# K-Means Clustering

Rock Boynton | CS 4850 

## Introduction

In this notebook, we will implement and apply the K-Means clustering algorithm to some data, specifically the `gaussguess.csv` dataset.

We will then run the following experiments:

1. Initialization

2. Local Optima

3. Selecting K

## Summary of Results

TODO

---

## Experiments

Before we begin our experiments, let's import some boilerplate libraries that we will need as well as define a function for plotting the datpoints with memberships colored.

In [ ]:
import numpy as np
import matplotlib.pyplot as plt

def plot_data_with_memberships(assignments, k):
    for group in range(k):
        cluster = data[assignments == group]
        plt.scatter(cluster[:, 0], cluster[:, 1], label=group, alpha=0.7)
    
    plt.xlabel('Feature 1')
    plt.ylabel('Feature 2')
    plt.legend(loc='upper left')
    plt.show()


def plot_intra_group_variation(trials, scores):
    plt.scatter(range(trials), scores)
    plt.xlabel('Iteration')
    plt.ylabel('Intra-group variation')
    plt.show()

### Experiment 1: Initialization

In [ ]:
# Step 1: Import our KMeans class
from kmeans import KMeans

# Step 2: Load in the provided data file “gaussguess.csv” and create a 2D Numpy array from it.
datapath = 'gaussguess.csv'
data = np.loadtxt(datapath, delimiter=',')

# Step 3: Run model on the given dataset with parameters `k = 3` and `iterations = 10` and plot first two dimensions
k = 3
iterations = 10
model = KMeans(k, iterations)
assignments = model.fit_predict(data)

plot_data_with_memberships(assignments, model.k)

### Experiment 2: Local Optima

In [ ]:
# Step 1: Run KMeans 5 times using `k = 3` and `iterations = 10`, storing the intra-group variation (score) in a NumPy vector. Then plot the datapoints with group membership colored. 
trials = 5
scores = np.zeros(5)
for trial in range(trials):
    model = KMeans(k, iterations)
    assignments = model.fit_predict(data)
    scores[trial] = model.score(data)
    plot_data_with_memberships(assignments, model.k)

# Step 2: Plot each intra-group variation from each evaluation. 
plot_intra_group_variation(trials, scores)

As we can see, intra-group variation is not the same between variations. I don't think we can expect it to be either because the first step of the K-Means algorithm is random selection of initial cluster centers.
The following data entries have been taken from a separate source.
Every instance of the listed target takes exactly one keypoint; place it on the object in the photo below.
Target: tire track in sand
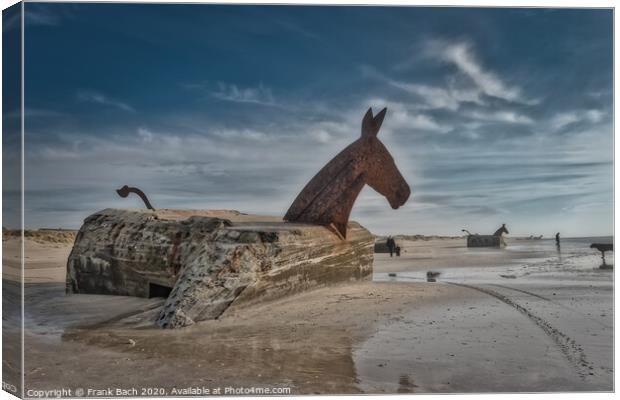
(555, 303)
(572, 351)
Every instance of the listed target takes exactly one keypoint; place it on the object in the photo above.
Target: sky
(494, 115)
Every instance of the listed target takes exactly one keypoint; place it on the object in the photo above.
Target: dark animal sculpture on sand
(328, 198)
(125, 190)
(501, 231)
(603, 247)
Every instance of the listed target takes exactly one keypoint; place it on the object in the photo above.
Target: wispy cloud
(231, 92)
(510, 117)
(461, 55)
(99, 98)
(564, 119)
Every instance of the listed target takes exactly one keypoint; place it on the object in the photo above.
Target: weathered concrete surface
(209, 259)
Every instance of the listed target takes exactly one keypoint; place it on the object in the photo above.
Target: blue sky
(494, 115)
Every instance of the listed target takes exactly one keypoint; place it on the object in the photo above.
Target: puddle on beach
(536, 287)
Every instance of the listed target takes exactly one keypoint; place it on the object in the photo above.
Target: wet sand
(544, 325)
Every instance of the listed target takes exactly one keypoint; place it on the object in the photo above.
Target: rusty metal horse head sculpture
(328, 198)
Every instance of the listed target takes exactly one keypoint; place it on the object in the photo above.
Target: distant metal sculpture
(125, 190)
(494, 240)
(603, 247)
(328, 198)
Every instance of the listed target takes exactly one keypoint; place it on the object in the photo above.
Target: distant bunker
(483, 241)
(203, 261)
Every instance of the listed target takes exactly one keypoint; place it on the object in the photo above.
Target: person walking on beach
(500, 232)
(391, 245)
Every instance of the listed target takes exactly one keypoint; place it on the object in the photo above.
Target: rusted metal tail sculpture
(328, 198)
(125, 190)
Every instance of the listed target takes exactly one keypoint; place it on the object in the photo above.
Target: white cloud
(434, 97)
(401, 117)
(461, 55)
(509, 117)
(564, 119)
(231, 92)
(99, 98)
(145, 134)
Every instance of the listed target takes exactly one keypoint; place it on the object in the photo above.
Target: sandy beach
(523, 318)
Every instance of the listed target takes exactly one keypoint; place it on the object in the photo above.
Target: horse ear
(379, 119)
(370, 124)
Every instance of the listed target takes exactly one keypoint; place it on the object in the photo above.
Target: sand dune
(471, 331)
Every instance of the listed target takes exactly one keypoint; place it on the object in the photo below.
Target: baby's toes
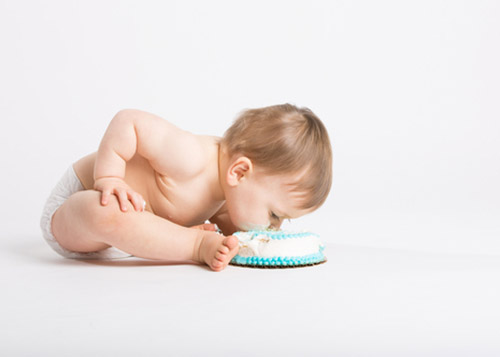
(230, 242)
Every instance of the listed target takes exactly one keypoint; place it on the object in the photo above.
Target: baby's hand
(206, 227)
(116, 186)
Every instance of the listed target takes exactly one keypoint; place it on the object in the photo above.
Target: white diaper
(67, 185)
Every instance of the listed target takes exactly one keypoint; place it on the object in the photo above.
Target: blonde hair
(285, 139)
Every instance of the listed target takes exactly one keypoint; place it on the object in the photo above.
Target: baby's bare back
(187, 200)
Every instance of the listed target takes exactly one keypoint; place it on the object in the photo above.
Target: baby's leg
(82, 224)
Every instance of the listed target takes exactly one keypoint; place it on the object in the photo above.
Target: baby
(150, 187)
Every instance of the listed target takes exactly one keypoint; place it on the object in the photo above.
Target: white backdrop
(409, 91)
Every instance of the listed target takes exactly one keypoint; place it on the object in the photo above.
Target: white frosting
(261, 245)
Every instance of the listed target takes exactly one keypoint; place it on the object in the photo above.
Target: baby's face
(263, 201)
### Experiment 3: Selecting K

In [ ]:
# Step 1: Run KMeans 10 times storing the intra-group variation in a NumPy vector each time and plot the datapoints with group membership colored. 
trials = 10
k = 10
scores = np.zeros(10)
for trial, trial_k in zip(range(trials), range(1, k+1)):
    model = KMeans(trial_k, iterations)
    assignments = model.fit_predict(data)
    scores[trial] = model.score(data)
    plot_data_with_memberships(assignments, model.k)

# Step 2: Plot k vs the within-cluster variance calculated by the score() method. 
plot_intra_group_variation(trials, scores)
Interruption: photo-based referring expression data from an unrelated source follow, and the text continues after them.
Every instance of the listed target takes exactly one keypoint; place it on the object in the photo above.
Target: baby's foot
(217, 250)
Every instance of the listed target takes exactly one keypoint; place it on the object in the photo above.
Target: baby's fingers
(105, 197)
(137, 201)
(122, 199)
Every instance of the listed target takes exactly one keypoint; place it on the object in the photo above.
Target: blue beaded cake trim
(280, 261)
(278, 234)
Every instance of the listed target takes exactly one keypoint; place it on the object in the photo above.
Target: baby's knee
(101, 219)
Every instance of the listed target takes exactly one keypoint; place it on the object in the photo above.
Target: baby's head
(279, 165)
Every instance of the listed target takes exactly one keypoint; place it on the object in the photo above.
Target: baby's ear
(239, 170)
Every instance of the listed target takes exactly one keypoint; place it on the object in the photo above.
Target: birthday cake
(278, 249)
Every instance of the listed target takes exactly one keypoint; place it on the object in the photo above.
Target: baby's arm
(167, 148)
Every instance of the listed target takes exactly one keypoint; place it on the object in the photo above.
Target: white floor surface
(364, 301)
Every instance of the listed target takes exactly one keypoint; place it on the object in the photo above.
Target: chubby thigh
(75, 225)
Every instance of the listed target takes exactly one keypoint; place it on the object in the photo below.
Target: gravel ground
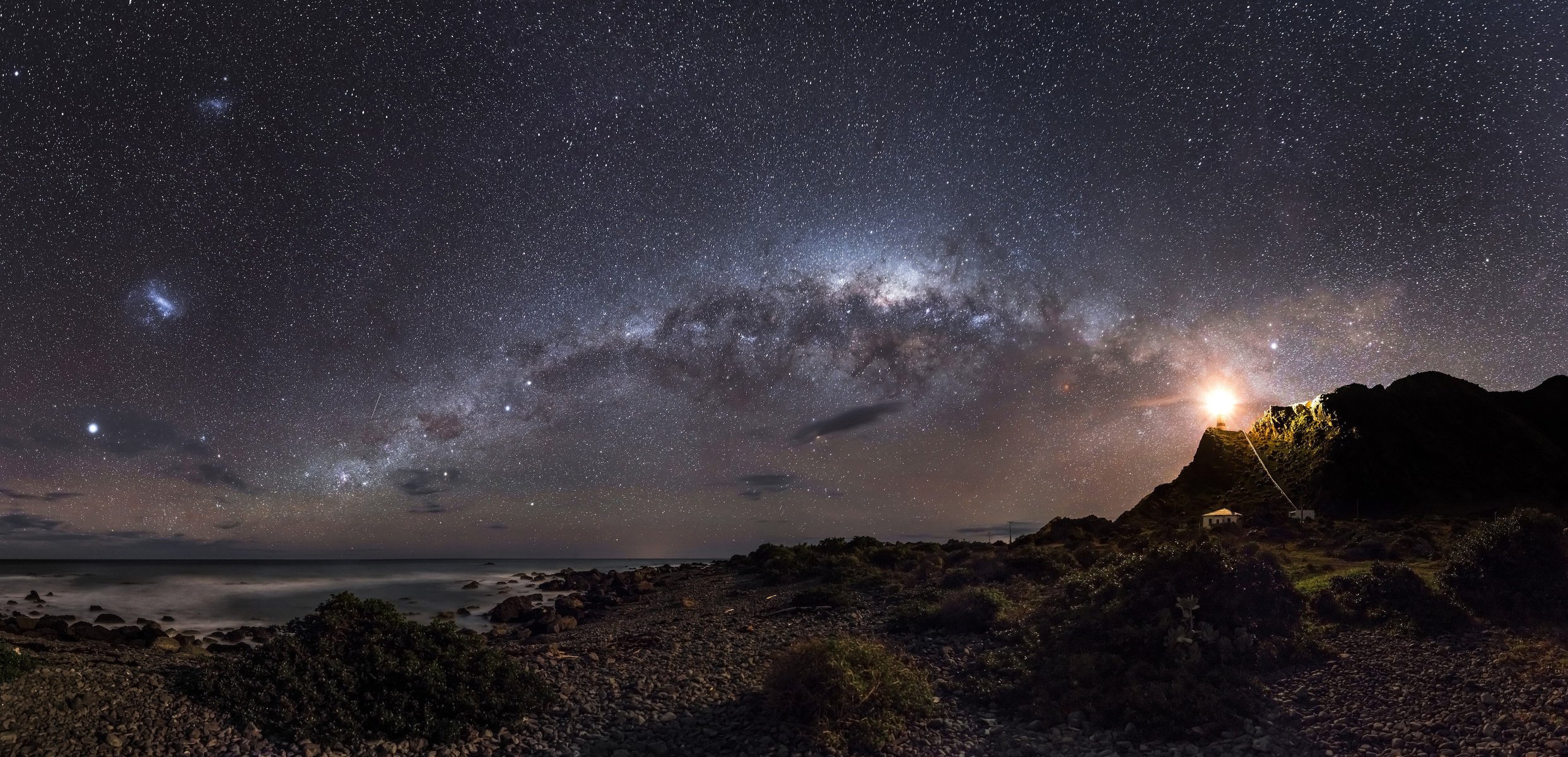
(1390, 695)
(679, 674)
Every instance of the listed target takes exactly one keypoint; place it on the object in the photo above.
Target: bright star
(1220, 402)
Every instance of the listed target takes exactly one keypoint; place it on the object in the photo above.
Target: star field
(568, 278)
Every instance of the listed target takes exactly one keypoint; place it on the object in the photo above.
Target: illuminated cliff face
(1426, 444)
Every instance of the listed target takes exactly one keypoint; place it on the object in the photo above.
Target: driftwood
(792, 609)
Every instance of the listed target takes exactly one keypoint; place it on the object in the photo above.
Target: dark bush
(960, 577)
(1040, 563)
(356, 670)
(973, 610)
(824, 596)
(1164, 638)
(1388, 594)
(1514, 568)
(850, 691)
(15, 664)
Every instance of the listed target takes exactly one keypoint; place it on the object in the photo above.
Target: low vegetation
(849, 691)
(968, 610)
(1164, 638)
(356, 670)
(1388, 594)
(824, 596)
(15, 664)
(1514, 568)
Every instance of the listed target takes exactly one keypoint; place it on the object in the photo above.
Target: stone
(510, 610)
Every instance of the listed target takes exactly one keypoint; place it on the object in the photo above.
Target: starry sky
(634, 279)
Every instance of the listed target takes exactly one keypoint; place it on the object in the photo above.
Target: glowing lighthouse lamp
(1220, 403)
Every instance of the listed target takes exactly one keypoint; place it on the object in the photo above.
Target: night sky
(588, 278)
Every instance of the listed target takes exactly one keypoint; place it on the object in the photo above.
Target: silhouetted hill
(1426, 444)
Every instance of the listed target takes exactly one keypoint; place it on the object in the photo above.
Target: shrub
(1164, 638)
(15, 664)
(1388, 593)
(1514, 568)
(1040, 563)
(824, 596)
(973, 610)
(850, 691)
(358, 670)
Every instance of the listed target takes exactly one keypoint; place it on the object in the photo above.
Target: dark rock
(570, 606)
(510, 610)
(1426, 444)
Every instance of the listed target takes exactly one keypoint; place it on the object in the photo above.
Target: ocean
(212, 594)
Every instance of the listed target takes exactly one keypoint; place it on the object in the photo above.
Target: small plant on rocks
(1514, 568)
(1164, 638)
(1388, 594)
(824, 596)
(15, 664)
(358, 670)
(850, 691)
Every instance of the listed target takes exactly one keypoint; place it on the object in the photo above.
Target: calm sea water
(209, 594)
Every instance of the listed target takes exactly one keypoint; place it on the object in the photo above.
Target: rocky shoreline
(672, 665)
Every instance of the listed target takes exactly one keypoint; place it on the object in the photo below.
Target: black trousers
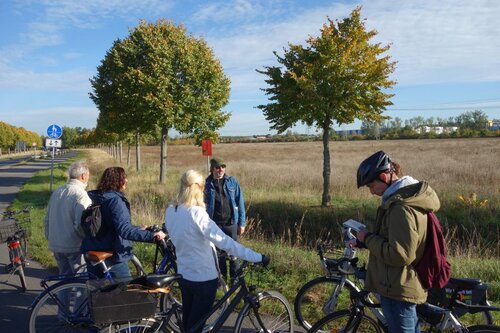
(197, 300)
(232, 231)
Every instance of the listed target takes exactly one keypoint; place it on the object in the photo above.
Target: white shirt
(195, 236)
(62, 222)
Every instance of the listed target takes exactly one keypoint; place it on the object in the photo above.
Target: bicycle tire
(273, 309)
(337, 321)
(475, 319)
(22, 276)
(137, 269)
(314, 299)
(45, 316)
(484, 329)
(174, 296)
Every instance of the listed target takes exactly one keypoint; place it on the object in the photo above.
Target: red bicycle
(15, 236)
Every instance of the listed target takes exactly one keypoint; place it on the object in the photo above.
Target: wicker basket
(8, 229)
(117, 302)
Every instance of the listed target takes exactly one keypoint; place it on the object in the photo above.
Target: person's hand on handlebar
(359, 240)
(159, 235)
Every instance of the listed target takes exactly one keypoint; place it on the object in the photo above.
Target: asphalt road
(13, 302)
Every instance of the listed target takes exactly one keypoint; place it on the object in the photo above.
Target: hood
(419, 196)
(98, 197)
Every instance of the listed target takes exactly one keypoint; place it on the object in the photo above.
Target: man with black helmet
(225, 205)
(397, 239)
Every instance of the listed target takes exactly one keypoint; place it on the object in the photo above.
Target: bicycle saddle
(98, 255)
(460, 283)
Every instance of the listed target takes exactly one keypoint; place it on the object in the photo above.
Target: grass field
(282, 183)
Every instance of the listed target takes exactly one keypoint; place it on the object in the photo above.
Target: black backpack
(91, 221)
(433, 269)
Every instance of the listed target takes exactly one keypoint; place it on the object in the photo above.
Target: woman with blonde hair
(195, 237)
As we can see, as we increase k, the intragroup variation generally decreases, however with diminishing returns. At `k = 2`/`k = 3`, the intragroup variation relatively levels out. This point is referred to as the "elbow", i.e. where adding more clusters doesn't give much better modeling of the data 

## Questions

a. Based on the plot of k vs the within-cluster variance, what which value of k do you think
is most appropriate?

* I think the value of `k` most appropriate for the model is 2 based on the plot of k vs the within-cluster variance, because it is right about at the "elbow" point where the 2 clusters explain a lot of the variance that was there with lower values of k, but any more than 2 would seem to be marginal reduction of intra-group variation. 

b. Based on your scatter plots, what value of k do you think is most appropriate? Did you
come to the same answer as you did for (a)?

* Intuitively looking at the datapoint scatter plots show that `k = 3` is likely a good choice because there looks to be 3 groupings. This is not the same as (a) where it looked like `k = 2` would be a good choice. `k = 3` is slightly past the elbow.

c. Scikit-Learn's KMeans implementation runs KMeans 10 times by default and picks the
best clustering according to inertia. Why do you think it might do this?

* Running KMeans 10 times and picking the best clustering according to inertia seems like a decent method to get a good value of K, without being able to see the data being plotted, avoiding bad groupings from bad initial centroids. I don't think it would be neccassary to have more than 10 for most datasets.